Sans attendre les résultats de ces études chez l’animal, des campagnes de sensibilisation ont déjà mobilisé les instances françaises. D’après l’Agence nationale de sécurité sanitaire (Anses), la consommation d’antibiotiques a baissé de près de moitié en France chez les animaux entre 2009 et 2019. En 2005, 759 tonnes d’antibiotiques étaient utilisées en médecine humaine versus 1 320 tonnes en médecine vétérinaire, alors qu’en 2018, 728 tonnes d’antibiotiques étaient destinées à la santé humaine et 471 tonnes à la santé animale en France. Et en 2019, 422 tonnes d’antibiotiques ont été consommées par les populations animales, soit encore 10,5 % de moins qu’en 2018. « Par rapport à 2011, une baisse de 45,3 % de la pression des traitements antibiotiques est observée, avec une décroissance régulière », indique Jean-Pierre Orand, directeur de l’Agence nationale du médicament vétérinaire (ANMV). Entre 2018 et 2019, l’exposition a nettement baissé pour les bovins (-9,9 %), les porcs (- 16,4 %) et les volailles (- 12,8 %), les trois espèces les plus consommatrices en volume. En revanche, les lapins (+ 1,5 %) et les carnivores domestiques, chiens et chats principalement (+ 2,1 %), ont vu leur exposition augmenter légèrement.

Bien que les tonnages ne représentent pas la consommation réelle d’antibiotiques, puisque la taille des populations traitées diffère et que les quantités de chaque molécule utilisée chez l’homme et l’animal ne sont pas les mêmes, les chiffres attestent d’une nette diminution de la consommation d’antibiotiques en médecine vétérinaire, mais pas en médecine humaine. Les niveaux de consommation observés en santé humaine en France se situent encore 30 % au-dessus de la moyenne européenne. Cependant, la consommation globale des antibiotiques, exprimée en doses définies journalières (DDJ), se stabilise après une baisse de 15 % de 2009 à 2018.

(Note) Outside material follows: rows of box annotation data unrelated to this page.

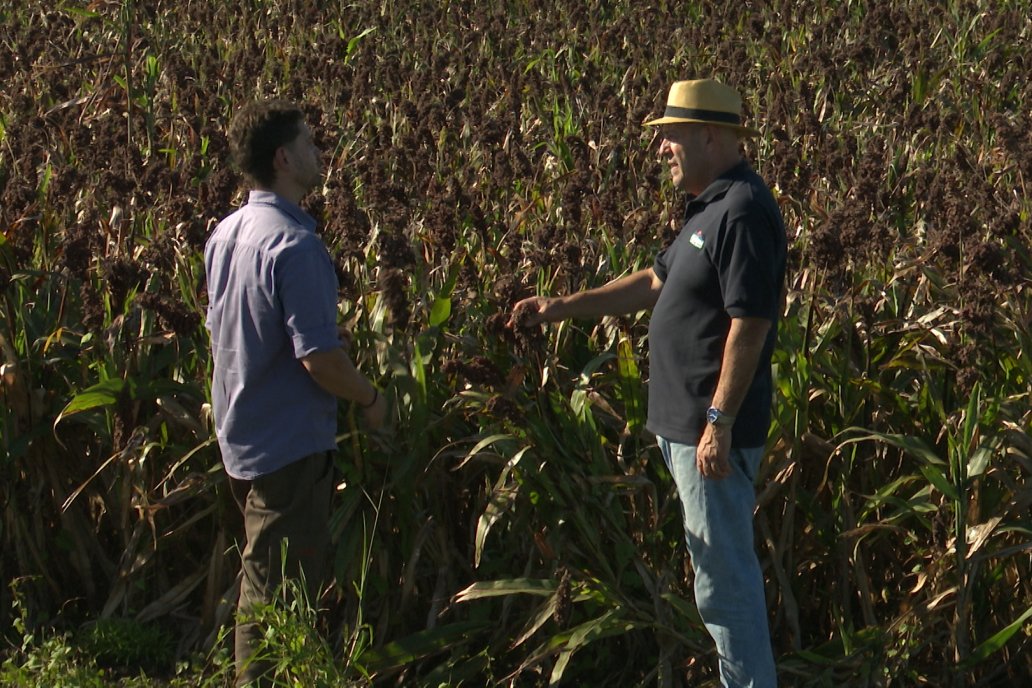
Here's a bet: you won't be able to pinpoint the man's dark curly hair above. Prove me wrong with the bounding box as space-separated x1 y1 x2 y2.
229 100 304 187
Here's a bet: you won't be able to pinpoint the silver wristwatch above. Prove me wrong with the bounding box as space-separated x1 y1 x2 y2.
706 406 735 427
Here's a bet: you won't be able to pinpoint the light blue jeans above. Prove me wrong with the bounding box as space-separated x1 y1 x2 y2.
658 437 777 688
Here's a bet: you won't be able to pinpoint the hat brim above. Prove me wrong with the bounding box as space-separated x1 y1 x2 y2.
642 117 760 136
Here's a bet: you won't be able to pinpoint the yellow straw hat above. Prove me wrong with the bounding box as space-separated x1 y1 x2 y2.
645 78 760 136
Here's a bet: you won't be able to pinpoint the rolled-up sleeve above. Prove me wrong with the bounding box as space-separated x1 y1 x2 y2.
276 236 341 358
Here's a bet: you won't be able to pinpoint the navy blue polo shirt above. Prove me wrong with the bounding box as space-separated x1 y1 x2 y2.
647 161 786 449
204 191 341 480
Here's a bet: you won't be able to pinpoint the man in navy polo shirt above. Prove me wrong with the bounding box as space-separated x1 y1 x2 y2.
204 101 387 685
510 79 786 688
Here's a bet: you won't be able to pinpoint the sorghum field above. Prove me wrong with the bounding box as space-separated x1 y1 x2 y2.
0 0 1032 688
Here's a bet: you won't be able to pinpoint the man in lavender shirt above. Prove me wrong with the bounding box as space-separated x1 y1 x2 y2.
204 101 387 685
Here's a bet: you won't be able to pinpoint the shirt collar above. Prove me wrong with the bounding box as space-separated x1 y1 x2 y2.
684 158 750 217
248 189 316 232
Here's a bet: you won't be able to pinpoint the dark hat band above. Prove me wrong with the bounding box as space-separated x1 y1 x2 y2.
664 105 742 126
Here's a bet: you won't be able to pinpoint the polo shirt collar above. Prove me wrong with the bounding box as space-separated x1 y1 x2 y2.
685 158 750 216
248 189 316 232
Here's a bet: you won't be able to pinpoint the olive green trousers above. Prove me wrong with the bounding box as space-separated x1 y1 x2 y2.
230 452 333 686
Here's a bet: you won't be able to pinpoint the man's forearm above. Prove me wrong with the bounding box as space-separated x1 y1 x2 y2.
301 349 376 405
546 268 663 322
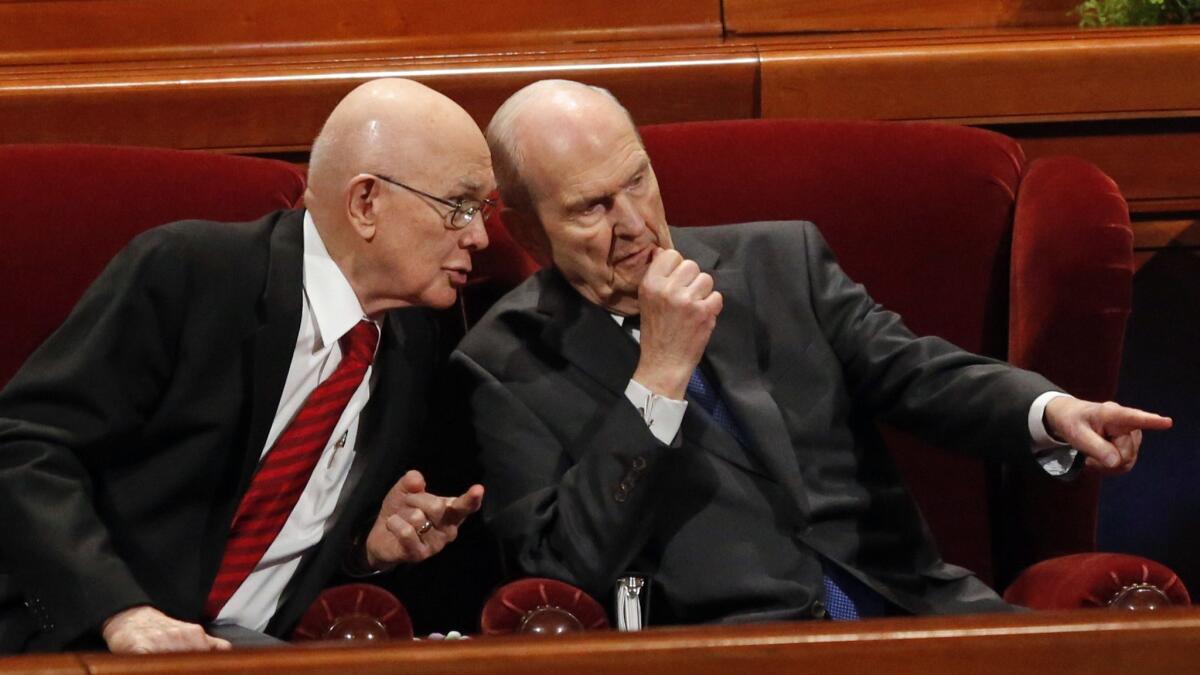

Globalement sur la bonne voie, il ne faut pas baisser la garde. En effet, la résistance aux antibiotiques ne connaît pas de frontière. Si les bonnes pratiques en France commencent à porter leurs fruits, ces efforts doivent être déclinés à l’échelle mondiale, tant dans les populations humaines qu’animales. Il est donc primordial de continuer à promouvoir et d’amplifier les actions en faveur d’un bon usage des antibiotiques auprès de tous les acteurs concernés : citoyens, patients, professionnels de la santé humaine et animale, décideurs. La résistance aux antimicrobiens est une priorité mondiale qui doit s’inscrire dans le cadre d’une collaboration placée sous l’égide du concept “One health”. L’homme, les plantes, l’environnement et les animaux jouent en effet un rôle dans cette crise sanitaire majeure, dont toutes les conséquences doivent être prises en compte.